Many software companies are moving toward software-as-a-service (SaaS) deployments. Done right, it will help them deliver more value to their customers and grow ARR. SaaS removes the headaches of local hosting for customers and can drive faster innovation. SaaS and subscription models are popular with producers and customers alike, partly because of the opportunity to purchase software as operating expenses (OpEx) rather than the capital expenditures (CapEx) model that often gets used for perpetual licenses. The main benefit of SaaS, though, is the frequency of updates and innovations that deliver value to the customers. That, in turn, should drive renewal rates up, create ARR growth for software suppliers, and help them grow their business.
As reported in the Revenera Monetization Monitor: Software Monetization Models and Strategies 2022, SaaS is the deployment model showing the greatest anticipated growth in the coming 12–18 months. At the same time, the monetization model showing the greatest anticipated growth is subscription. Companies moving to SaaS often do so while still offering on-premises deployments, historically monetized through perpetual licenses, where revenue is recorded up-front. Software vendors must be prepared to support hybrid offerings that meet customers’ varied needs, continuing to support on-premises deployments while moving toward SaaS.
Successful transitions to SaaS and subscription require implementing a well-defined plan across the entire quote-to-cash (QTC or Q2C) process. The QTC process, representing the full sales cycle, is most efficient when automated through all steps: quote and deal, contracts and terms, fulfillment, revenue recognition, billing, use, and renewal. Most importantly, the customer experience throughout that cycle should always be seamless, logical, and as easy as possible. Friction in operational processes causes frustrations that can lead to churn.
2 Guide Customers Through Change.
Technology companies that move from on-premises models to SaaS should focus on the user experience and the transition path between both products, including a customer-friendly way of managing customer entitlements and licenses. Customers need time to adjust to change. When a technology company changes deployment models from on-premises to SaaS, it must ease customers through the transition.
Don’t push too hard on customers without having—and communicating—a clear plan. Guide customers through the change so they know what to expect and aren’t surprised. For customers, the change is more than a financial one. It’s about how they use and interact with your software product(s). Provide an engaging user experience.
Design the transition with their needs in mind, addressing the following:
- What will the transition look like for existing customers?
- Will the change be instant and forced? Or will customers have a year-long transition period?

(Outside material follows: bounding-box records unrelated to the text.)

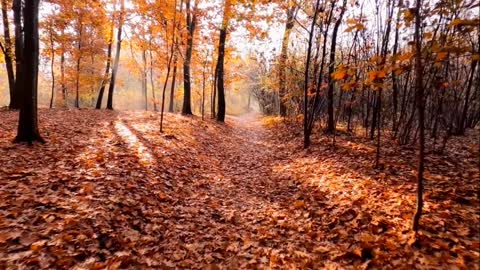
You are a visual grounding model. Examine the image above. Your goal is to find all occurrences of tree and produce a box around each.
[182,0,197,115]
[412,0,425,231]
[0,0,18,109]
[215,0,232,122]
[10,0,25,109]
[107,0,125,110]
[278,1,298,117]
[15,0,44,144]
[95,1,117,109]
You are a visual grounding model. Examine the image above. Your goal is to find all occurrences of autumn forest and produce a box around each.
[0,0,480,269]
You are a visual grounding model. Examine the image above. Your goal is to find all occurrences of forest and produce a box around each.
[0,0,480,269]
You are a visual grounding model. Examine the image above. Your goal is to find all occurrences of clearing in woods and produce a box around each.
[0,110,480,269]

- Will you offer the SaaS solution, concurrently with the on-premises offering, to allow them an opportunity to play around with the options as they’d like?
Your answers will depend on variables (e.g., business model, industry, type of customers.) But you must have an answer for questions like these.
3 Prevent Customer Churn.
Customer churn leads to revenue loss. To prevent churn, software companies must ensure that they’re delivering value to their customers, providing reason for customers to renew. Today, as found in the report cited above, less than a third (32%) of software producers feel that pricing is “totally aligned” with the value delivered to customers. Without that alignment, customers may look elsewhere. Clearly, there’s room for improvement.
To get a sense of the value customers perceive they’re receiving, software vendors need accurate, data-driven insights into how customers use software. Software usage insights provide visibility into how customers are using what they’re entitled to, quantifying answers to questions such as:
- Are customers even using the software?
- Which version is each customer using?
- Is their usage growing or declining?
- Which features have they adopted?
Insights about usage help make data-driven predictions of whether a renewal is likely or if an upsell may be viable. Lacking this insight makes it questionable whether or not a customer will renew. Renewal decisions may then become dependent on less reliable predictors, such as their relationship status or the number of support tickets they’ve had over the year.